= Ohio Academy of History =

Professional organization

The Ohio Academy of History is the professional society for historians who work or reside in the state of Ohio. It was founded in 1932. As its constitution specifies, its object is "to promote the study and teaching of history, historical research, and the publication of historical works; to encourage historical organizations, libraries, and archives; and to aid in the elevation of the general level of historical consciousness in the State of Ohio." Its membership is composed of amateur and professional historians and archivists from various backgrounds, including universities, colleges, high schools, elementary schools, libraries, historical societies, museums, archives, and the general public.

It holds two meetings each year: a fall business meeting and a spring conference where members and participants present scholarly research papers.

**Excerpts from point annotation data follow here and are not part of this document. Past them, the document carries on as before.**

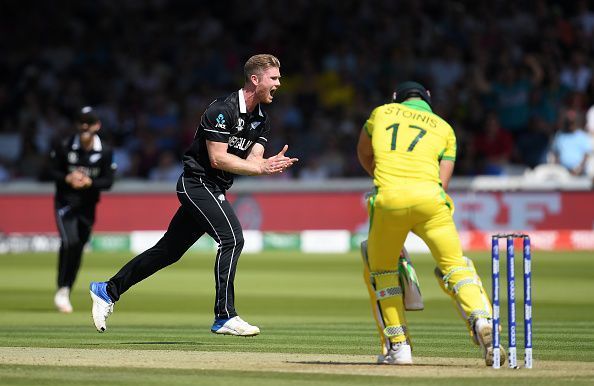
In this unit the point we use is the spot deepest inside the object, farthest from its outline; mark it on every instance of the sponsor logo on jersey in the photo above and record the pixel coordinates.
(72, 157)
(240, 143)
(221, 122)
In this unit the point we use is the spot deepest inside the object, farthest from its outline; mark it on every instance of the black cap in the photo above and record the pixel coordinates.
(88, 115)
(410, 89)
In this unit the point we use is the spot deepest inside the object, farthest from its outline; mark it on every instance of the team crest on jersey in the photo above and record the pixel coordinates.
(221, 122)
(72, 157)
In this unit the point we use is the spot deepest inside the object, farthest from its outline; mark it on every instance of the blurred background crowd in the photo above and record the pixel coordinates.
(515, 79)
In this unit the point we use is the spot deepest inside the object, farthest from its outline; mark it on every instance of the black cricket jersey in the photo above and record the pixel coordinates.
(225, 120)
(68, 155)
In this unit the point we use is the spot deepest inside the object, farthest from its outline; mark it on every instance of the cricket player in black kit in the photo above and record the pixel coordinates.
(229, 140)
(81, 166)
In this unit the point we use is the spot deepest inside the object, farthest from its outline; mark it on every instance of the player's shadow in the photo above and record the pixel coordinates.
(163, 343)
(371, 364)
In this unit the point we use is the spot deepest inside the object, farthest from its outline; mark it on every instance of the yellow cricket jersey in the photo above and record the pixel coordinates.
(408, 142)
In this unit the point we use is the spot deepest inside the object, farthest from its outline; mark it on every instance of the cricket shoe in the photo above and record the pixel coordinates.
(399, 354)
(234, 326)
(483, 329)
(62, 300)
(102, 305)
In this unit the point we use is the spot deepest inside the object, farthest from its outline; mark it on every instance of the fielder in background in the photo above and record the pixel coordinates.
(81, 166)
(230, 140)
(410, 153)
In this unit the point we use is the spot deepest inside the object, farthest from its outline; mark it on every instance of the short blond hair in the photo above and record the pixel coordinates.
(257, 64)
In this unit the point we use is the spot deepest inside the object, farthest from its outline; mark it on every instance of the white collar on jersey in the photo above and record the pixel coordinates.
(96, 143)
(242, 108)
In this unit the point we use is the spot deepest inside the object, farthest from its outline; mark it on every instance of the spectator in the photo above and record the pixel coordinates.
(495, 147)
(572, 146)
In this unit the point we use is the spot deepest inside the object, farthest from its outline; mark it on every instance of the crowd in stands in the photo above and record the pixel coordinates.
(515, 79)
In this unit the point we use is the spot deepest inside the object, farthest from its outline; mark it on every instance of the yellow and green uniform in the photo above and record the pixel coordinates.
(409, 141)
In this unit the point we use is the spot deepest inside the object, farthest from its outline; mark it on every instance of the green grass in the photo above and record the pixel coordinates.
(302, 303)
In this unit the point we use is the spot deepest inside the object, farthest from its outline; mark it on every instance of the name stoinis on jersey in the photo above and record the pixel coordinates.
(411, 114)
(240, 143)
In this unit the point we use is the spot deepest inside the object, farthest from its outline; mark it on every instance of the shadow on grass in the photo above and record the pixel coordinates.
(161, 343)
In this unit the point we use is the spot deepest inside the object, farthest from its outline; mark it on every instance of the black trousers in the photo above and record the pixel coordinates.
(204, 209)
(75, 226)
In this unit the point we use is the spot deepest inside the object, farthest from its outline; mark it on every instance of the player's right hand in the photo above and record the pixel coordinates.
(278, 163)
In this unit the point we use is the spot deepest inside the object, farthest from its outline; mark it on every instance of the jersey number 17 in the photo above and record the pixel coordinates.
(412, 145)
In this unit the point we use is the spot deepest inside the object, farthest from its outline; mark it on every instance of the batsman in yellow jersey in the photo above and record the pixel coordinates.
(410, 153)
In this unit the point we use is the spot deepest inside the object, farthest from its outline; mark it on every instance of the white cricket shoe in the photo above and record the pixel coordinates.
(62, 300)
(102, 305)
(399, 354)
(234, 326)
(483, 329)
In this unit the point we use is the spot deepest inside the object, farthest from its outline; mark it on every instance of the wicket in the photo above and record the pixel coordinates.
(511, 295)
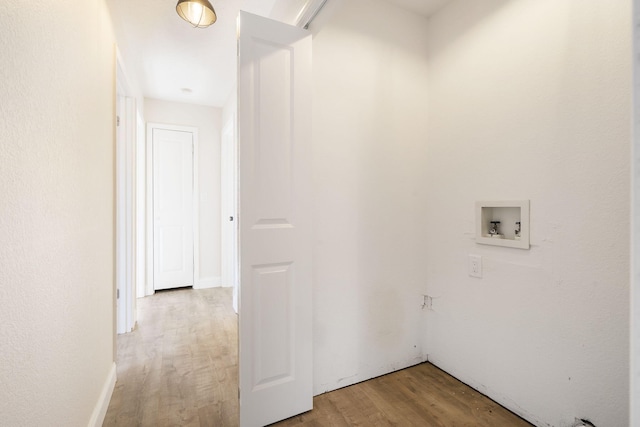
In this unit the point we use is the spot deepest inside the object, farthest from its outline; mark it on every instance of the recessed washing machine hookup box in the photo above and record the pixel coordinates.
(503, 223)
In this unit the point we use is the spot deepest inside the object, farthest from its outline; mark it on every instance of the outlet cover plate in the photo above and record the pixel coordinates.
(475, 266)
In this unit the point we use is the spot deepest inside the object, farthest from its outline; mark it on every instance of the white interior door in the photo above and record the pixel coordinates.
(172, 208)
(274, 125)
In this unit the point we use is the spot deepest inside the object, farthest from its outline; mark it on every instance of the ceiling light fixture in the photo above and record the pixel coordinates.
(198, 13)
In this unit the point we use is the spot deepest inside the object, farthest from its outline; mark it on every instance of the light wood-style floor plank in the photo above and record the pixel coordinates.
(180, 368)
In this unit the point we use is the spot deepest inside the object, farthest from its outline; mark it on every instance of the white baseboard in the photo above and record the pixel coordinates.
(208, 282)
(100, 410)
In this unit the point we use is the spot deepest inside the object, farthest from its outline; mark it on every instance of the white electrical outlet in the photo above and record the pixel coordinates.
(475, 266)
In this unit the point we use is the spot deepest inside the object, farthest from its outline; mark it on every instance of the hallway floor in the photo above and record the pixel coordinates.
(179, 368)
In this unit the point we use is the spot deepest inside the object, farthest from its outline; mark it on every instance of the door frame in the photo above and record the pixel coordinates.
(125, 206)
(149, 286)
(229, 205)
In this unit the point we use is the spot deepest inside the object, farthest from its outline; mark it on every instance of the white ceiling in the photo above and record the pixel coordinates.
(175, 62)
(425, 8)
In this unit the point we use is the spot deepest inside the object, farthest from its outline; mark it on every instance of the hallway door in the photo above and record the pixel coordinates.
(275, 312)
(172, 208)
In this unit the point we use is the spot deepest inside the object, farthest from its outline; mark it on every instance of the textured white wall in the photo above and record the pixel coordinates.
(530, 100)
(56, 210)
(208, 122)
(635, 293)
(369, 197)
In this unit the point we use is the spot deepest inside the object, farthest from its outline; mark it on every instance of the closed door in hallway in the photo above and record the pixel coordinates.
(172, 208)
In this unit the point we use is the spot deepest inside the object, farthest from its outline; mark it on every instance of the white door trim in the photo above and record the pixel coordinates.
(229, 207)
(149, 288)
(125, 284)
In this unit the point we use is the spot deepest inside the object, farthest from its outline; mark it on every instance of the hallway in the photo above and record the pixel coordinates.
(179, 368)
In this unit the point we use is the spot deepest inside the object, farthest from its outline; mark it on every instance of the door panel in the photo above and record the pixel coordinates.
(172, 208)
(274, 124)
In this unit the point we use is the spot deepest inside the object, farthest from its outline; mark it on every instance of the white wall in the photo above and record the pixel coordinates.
(369, 196)
(635, 244)
(531, 100)
(208, 121)
(56, 212)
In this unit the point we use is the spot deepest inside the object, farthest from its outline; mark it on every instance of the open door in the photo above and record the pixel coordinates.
(274, 138)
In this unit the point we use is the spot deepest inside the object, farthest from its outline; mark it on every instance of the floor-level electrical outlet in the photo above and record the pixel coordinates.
(475, 266)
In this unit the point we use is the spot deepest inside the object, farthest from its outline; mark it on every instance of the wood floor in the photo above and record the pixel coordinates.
(179, 368)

These meetings are held at different colleges, universities and institutions around the state. It offers several awards each year, including the Distinguished Publication Award (since 1971), Distinguished Historian Award, Outstanding Dissertation Award (since 1995), Distinguished Service Award (since 1971), Public History Award and the Teaching Award (since 1981).

Selected papers presented at the annual conference are published in the Academy's Proceedings.

Beyond its academic mission, the Academy actively advocates for academic freedom and historical integrity. For example, it has publicly opposed legislation like Ohio Senate Bill 1, which it argues threatens open discourse and critical thinking in education.